On the other hand, if I am using a lookup table to expand a code to something more meaningful, or to constrain data entry to acceptable values, then the "child" record can still useful (can stand alone) if the lookup table is deleted. I could still have the sex information as "M" or "F" even if I no longer have the lookup table to expand that to "Male" or "Female".
Parent - The entity on the "one" (/1) side of a relation with another table
Child - The entity on the "many" (/N/*) side of a relation with another table
A child table tends to be one where it has one or more foreign keys pointing at some other table(s).
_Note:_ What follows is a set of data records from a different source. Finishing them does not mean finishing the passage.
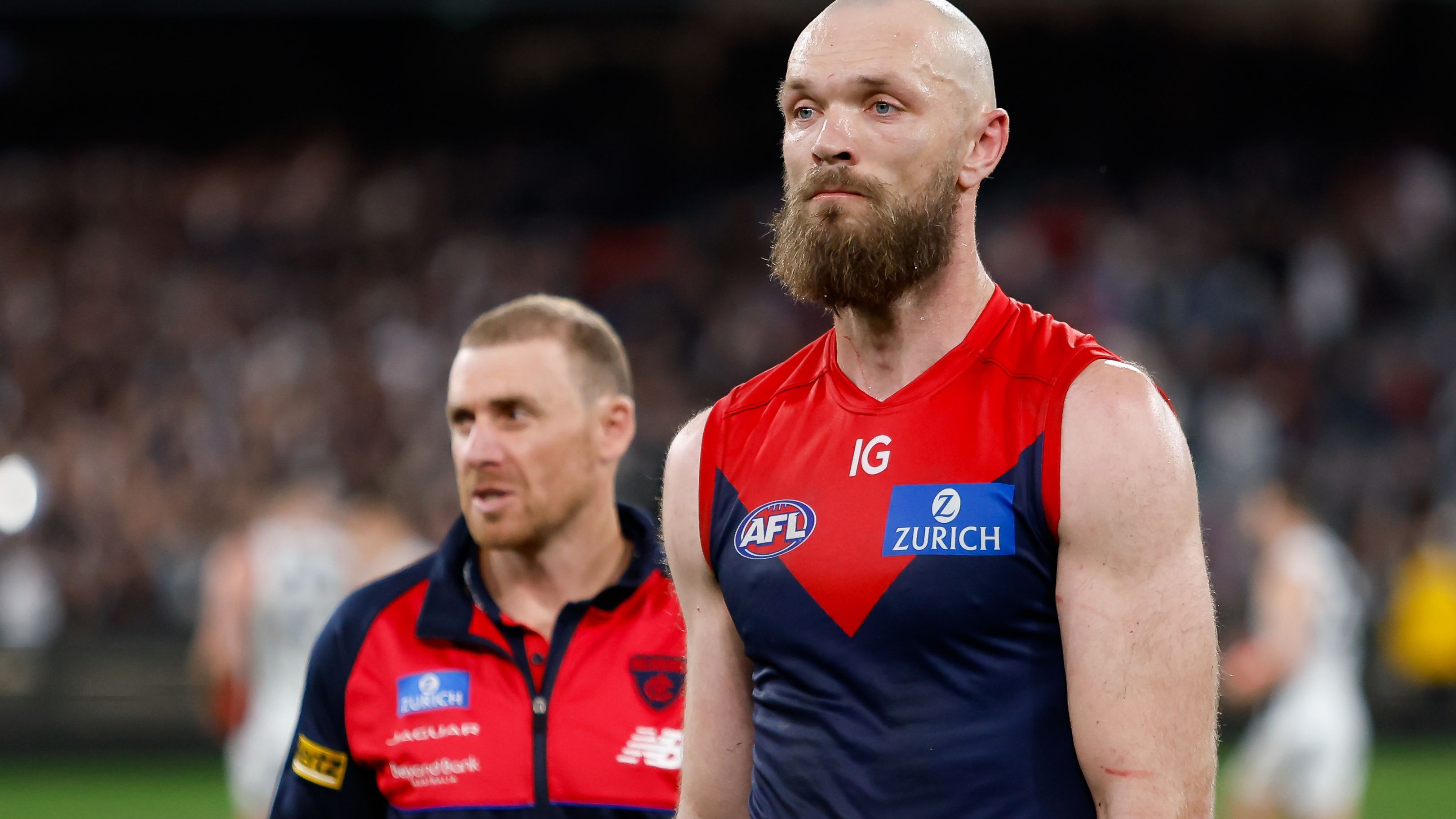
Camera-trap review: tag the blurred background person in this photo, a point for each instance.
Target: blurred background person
(1306, 754)
(267, 592)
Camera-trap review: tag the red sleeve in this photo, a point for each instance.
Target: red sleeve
(1052, 431)
(708, 478)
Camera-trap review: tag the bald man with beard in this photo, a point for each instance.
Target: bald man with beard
(946, 560)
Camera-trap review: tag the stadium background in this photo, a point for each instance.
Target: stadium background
(239, 240)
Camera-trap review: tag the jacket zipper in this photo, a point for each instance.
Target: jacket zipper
(541, 700)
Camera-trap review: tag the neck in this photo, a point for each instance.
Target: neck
(884, 350)
(577, 563)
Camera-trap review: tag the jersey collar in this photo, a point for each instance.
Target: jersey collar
(942, 372)
(449, 611)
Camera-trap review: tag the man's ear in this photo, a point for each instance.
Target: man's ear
(990, 132)
(617, 426)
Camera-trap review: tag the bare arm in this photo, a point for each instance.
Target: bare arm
(1135, 604)
(718, 728)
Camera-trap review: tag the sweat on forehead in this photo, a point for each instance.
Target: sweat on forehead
(927, 37)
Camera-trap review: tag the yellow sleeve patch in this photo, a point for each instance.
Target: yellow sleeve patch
(320, 766)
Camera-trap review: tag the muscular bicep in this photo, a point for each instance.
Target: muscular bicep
(1135, 602)
(718, 726)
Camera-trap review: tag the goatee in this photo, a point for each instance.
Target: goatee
(820, 257)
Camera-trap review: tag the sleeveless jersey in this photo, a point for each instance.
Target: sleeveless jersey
(892, 569)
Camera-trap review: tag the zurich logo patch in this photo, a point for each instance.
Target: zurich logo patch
(774, 530)
(431, 691)
(951, 519)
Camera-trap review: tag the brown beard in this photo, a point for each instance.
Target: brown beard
(905, 240)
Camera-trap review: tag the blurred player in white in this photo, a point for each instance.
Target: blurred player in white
(1305, 755)
(267, 594)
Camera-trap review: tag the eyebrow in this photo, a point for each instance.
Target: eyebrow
(867, 80)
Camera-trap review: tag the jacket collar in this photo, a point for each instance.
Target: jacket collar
(455, 579)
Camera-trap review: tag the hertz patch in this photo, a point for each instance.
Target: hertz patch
(320, 766)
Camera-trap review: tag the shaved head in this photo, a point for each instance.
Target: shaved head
(947, 46)
(890, 125)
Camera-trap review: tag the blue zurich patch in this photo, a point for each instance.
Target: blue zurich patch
(951, 519)
(431, 691)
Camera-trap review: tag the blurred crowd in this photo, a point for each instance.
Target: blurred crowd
(182, 334)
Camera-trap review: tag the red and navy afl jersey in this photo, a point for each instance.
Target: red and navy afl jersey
(892, 569)
(424, 700)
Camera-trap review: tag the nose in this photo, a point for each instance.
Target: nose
(483, 446)
(835, 143)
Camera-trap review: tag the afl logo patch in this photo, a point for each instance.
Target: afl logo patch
(774, 530)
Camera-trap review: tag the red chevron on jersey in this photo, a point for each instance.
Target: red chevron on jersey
(810, 454)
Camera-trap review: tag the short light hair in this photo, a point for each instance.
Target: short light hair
(584, 333)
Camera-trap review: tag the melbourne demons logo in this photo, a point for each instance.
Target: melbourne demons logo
(659, 680)
(774, 530)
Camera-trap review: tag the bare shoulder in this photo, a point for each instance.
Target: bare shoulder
(680, 528)
(1124, 461)
(688, 444)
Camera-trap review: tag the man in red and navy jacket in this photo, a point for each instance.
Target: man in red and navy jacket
(533, 667)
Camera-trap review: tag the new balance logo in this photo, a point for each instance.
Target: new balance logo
(656, 750)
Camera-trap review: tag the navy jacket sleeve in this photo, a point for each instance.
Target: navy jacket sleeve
(321, 779)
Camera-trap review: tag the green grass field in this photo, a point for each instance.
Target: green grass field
(1408, 782)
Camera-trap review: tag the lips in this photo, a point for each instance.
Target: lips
(491, 499)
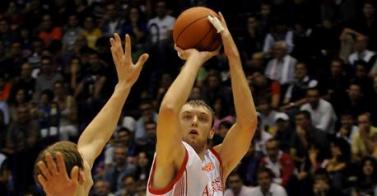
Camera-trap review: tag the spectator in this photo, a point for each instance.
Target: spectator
(279, 33)
(160, 27)
(355, 102)
(265, 88)
(112, 22)
(101, 188)
(48, 32)
(142, 167)
(337, 164)
(266, 186)
(121, 168)
(347, 128)
(279, 162)
(25, 81)
(128, 186)
(295, 94)
(361, 52)
(136, 26)
(91, 32)
(306, 137)
(72, 31)
(283, 131)
(47, 76)
(321, 111)
(281, 67)
(68, 112)
(236, 186)
(322, 186)
(362, 143)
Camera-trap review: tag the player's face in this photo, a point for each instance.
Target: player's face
(196, 123)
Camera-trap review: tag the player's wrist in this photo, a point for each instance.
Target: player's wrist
(123, 86)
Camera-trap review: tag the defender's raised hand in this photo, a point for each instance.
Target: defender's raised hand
(54, 178)
(127, 71)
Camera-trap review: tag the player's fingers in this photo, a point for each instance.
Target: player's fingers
(142, 59)
(42, 181)
(127, 51)
(216, 23)
(75, 174)
(51, 165)
(43, 168)
(118, 43)
(60, 163)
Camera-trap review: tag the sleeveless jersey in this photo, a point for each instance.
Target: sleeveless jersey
(196, 177)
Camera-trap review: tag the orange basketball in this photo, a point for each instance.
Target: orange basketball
(193, 30)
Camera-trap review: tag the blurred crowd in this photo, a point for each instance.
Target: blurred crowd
(311, 66)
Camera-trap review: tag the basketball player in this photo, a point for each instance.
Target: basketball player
(183, 163)
(62, 158)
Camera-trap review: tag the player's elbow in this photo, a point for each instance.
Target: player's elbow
(249, 124)
(167, 108)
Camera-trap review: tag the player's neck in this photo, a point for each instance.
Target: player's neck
(201, 152)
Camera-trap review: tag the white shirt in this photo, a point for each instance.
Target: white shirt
(159, 28)
(366, 55)
(281, 70)
(323, 117)
(275, 190)
(245, 191)
(195, 178)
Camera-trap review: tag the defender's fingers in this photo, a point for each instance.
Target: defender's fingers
(42, 181)
(75, 175)
(51, 165)
(43, 169)
(60, 163)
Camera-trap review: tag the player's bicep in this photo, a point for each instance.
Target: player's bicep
(169, 137)
(88, 153)
(231, 154)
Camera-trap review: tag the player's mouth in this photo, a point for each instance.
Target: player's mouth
(194, 132)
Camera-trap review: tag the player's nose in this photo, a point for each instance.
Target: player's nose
(194, 120)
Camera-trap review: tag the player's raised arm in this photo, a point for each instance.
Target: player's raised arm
(169, 148)
(100, 129)
(243, 130)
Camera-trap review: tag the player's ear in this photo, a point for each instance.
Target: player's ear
(211, 133)
(82, 178)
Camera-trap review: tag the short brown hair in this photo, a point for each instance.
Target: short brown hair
(71, 156)
(201, 103)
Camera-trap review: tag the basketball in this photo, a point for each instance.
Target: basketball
(193, 30)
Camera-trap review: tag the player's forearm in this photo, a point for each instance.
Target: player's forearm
(179, 91)
(243, 101)
(101, 128)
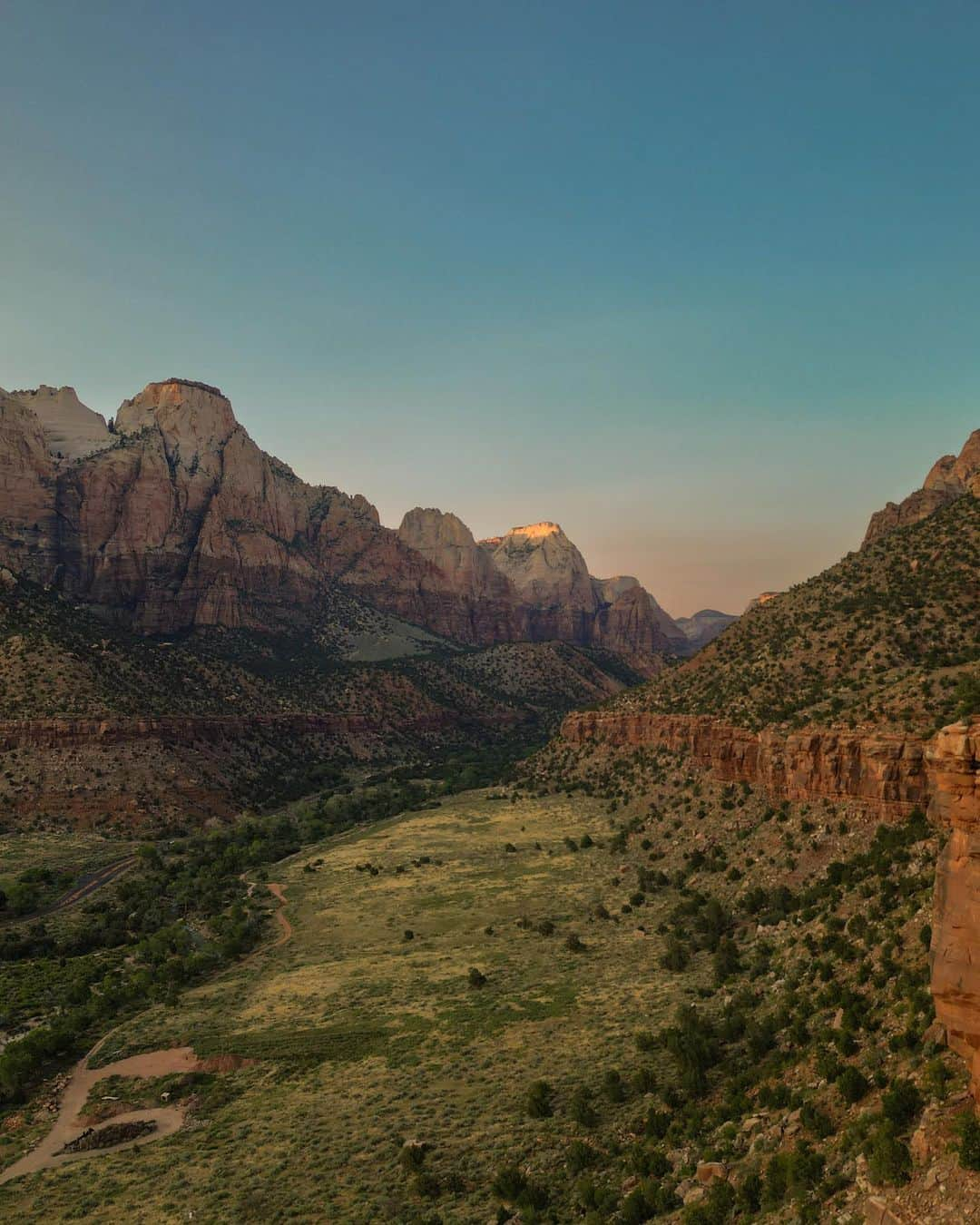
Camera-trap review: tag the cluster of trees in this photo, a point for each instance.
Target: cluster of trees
(181, 913)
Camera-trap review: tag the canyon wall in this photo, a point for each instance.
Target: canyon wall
(887, 774)
(955, 769)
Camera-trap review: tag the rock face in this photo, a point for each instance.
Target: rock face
(704, 626)
(888, 776)
(955, 763)
(177, 518)
(886, 773)
(71, 430)
(949, 478)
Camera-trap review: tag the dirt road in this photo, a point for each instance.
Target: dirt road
(154, 1063)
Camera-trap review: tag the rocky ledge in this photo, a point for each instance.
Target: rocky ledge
(886, 774)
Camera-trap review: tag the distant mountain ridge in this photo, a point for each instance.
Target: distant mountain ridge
(704, 626)
(948, 479)
(171, 518)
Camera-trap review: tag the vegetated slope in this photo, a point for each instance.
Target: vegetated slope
(884, 637)
(560, 1006)
(103, 728)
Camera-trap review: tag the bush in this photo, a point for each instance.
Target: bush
(716, 1210)
(581, 1157)
(539, 1100)
(851, 1085)
(692, 1043)
(676, 957)
(888, 1159)
(969, 1141)
(902, 1102)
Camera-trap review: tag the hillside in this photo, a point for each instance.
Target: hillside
(887, 637)
(102, 728)
(561, 1002)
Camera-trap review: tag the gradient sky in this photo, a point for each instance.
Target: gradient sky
(701, 280)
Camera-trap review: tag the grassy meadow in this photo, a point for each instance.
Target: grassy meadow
(365, 1038)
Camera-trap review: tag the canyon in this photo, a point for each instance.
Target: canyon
(885, 774)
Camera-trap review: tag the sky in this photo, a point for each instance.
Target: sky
(697, 279)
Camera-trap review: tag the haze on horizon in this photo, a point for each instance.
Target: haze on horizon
(693, 280)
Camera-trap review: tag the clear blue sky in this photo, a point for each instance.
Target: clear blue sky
(701, 280)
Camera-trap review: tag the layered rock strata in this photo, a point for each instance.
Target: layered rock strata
(175, 518)
(886, 774)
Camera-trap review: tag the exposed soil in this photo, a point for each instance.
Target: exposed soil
(130, 1129)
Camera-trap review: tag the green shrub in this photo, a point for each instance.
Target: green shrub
(902, 1102)
(969, 1141)
(888, 1159)
(539, 1100)
(851, 1085)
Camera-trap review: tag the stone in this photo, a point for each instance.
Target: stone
(949, 478)
(71, 430)
(177, 520)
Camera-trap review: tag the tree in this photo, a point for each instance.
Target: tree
(692, 1043)
(539, 1100)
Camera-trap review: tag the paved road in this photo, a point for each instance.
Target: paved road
(81, 889)
(168, 1120)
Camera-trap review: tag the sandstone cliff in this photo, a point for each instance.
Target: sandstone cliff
(178, 520)
(949, 478)
(534, 583)
(71, 430)
(886, 774)
(955, 769)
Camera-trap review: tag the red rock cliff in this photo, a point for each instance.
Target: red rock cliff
(955, 767)
(888, 776)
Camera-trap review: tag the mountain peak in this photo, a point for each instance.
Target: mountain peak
(71, 430)
(184, 410)
(949, 478)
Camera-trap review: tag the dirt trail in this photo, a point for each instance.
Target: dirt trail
(153, 1063)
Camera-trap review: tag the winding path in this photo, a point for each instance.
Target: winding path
(168, 1120)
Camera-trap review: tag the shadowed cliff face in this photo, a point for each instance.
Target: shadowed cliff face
(888, 776)
(178, 520)
(955, 766)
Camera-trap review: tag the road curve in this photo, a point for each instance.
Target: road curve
(67, 1126)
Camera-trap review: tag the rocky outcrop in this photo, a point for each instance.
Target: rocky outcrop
(178, 520)
(886, 773)
(563, 601)
(949, 478)
(888, 776)
(446, 543)
(955, 766)
(71, 430)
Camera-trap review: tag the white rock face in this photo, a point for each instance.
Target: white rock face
(609, 590)
(544, 566)
(70, 429)
(444, 539)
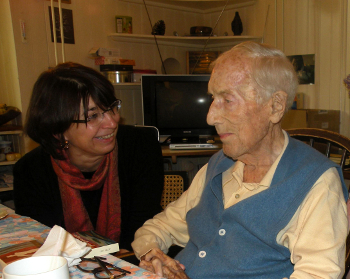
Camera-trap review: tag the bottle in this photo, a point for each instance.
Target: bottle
(236, 25)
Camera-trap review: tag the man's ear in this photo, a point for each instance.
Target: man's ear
(279, 102)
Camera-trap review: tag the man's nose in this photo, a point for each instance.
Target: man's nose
(213, 116)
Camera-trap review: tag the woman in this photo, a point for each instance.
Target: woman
(88, 173)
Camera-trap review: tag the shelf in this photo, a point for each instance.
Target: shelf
(15, 132)
(188, 41)
(127, 85)
(7, 163)
(8, 188)
(198, 6)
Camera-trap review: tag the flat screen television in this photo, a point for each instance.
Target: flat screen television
(177, 105)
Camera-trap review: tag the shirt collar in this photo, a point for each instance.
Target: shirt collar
(236, 171)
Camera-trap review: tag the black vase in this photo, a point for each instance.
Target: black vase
(158, 28)
(236, 25)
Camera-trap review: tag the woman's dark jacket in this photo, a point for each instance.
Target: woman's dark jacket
(140, 167)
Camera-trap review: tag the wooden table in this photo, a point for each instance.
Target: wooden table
(15, 229)
(174, 153)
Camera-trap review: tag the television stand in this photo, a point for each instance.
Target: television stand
(193, 139)
(174, 153)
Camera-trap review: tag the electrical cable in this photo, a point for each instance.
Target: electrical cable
(54, 30)
(61, 30)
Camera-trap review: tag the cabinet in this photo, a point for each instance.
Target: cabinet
(15, 136)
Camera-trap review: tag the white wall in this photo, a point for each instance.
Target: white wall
(295, 26)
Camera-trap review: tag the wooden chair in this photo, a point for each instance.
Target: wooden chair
(337, 148)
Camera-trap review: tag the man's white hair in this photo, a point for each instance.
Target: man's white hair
(270, 70)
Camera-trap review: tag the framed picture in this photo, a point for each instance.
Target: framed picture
(68, 30)
(304, 66)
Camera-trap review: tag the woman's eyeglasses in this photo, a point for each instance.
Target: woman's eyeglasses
(101, 269)
(97, 116)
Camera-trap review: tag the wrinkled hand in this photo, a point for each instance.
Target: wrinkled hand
(162, 265)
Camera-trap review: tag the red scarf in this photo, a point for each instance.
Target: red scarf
(71, 181)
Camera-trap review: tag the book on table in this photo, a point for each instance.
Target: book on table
(27, 249)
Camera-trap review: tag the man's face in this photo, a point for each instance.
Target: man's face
(241, 123)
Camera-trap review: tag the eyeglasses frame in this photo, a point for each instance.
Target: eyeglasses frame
(117, 103)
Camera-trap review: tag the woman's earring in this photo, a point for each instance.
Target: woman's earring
(65, 145)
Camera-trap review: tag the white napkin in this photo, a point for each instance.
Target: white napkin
(61, 243)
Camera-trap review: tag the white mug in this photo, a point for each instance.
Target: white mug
(41, 267)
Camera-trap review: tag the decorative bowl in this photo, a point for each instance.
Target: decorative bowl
(200, 30)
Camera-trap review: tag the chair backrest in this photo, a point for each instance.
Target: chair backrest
(175, 183)
(336, 147)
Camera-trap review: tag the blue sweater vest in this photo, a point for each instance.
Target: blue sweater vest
(240, 242)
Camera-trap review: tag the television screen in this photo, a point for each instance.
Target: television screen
(177, 105)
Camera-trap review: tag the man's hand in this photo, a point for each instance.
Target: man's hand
(162, 265)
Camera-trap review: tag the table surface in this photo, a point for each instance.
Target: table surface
(16, 229)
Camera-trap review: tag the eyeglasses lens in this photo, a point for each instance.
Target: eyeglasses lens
(97, 117)
(93, 267)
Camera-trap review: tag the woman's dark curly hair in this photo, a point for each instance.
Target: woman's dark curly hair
(56, 99)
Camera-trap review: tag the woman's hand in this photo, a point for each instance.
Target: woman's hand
(162, 265)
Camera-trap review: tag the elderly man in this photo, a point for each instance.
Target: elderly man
(267, 205)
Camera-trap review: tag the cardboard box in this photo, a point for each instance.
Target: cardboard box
(312, 118)
(123, 24)
(106, 52)
(101, 60)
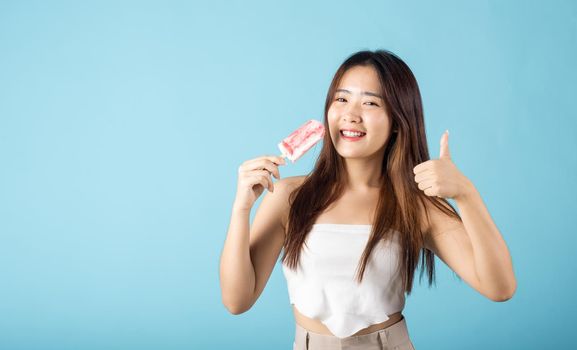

Note that a child table can itself be a parent to some OTHER table as well.
Those terms are used in database relationships.
for example u have two table,
1.Manifast
+-------------+------------------+------+-----+---------+----------------+
| Field | Type | Null | Key | Default | Extra |
+-------------+------------------+------+-----+---------+----------------+
| manifast_id | int(11) unsigned | NO | PRI | NULL | auto_increment |
| description | text | NO | | NULL | |
| title | text | NO | | NULL | |
+-------------+------------------+------+-----+---------+----------------+
day_sequence
+-----------------+------------------+------+-----+---------+----------------+
| Field | Type | Null | Key | Default | Extra |
+-----------------+------------------+------+-----+---------+----------------+
| day_sequence_id | int(11) unsigned | NO | PRI | NULL | auto_increment |
| day_number | int(11) | NO | | NULL | |
| day_start | int(11) | NO | | NULL | |
| manifast_id | int(11) | NO | | NULL | |
+-----------------+------------------+------+-----+---------+----------------+
if u want to connect those two tables,u need to use the command with following format.
> ALTER TABLE child_table_name ADD FOREIGN KEY (P_ID) REFERENCES
> parent_table_name (P_ID)
and so it become.
> ALTER TABLE day_sequence ADD CONSTRAINT fk_manifast FOREIGN KEY
> (manifast_Id) REFERENCES manifast(manifast_Id);
In summary,
Child table is a table which has foreign key,and is connected from others table.
Parent table has no foreign key and connect to other.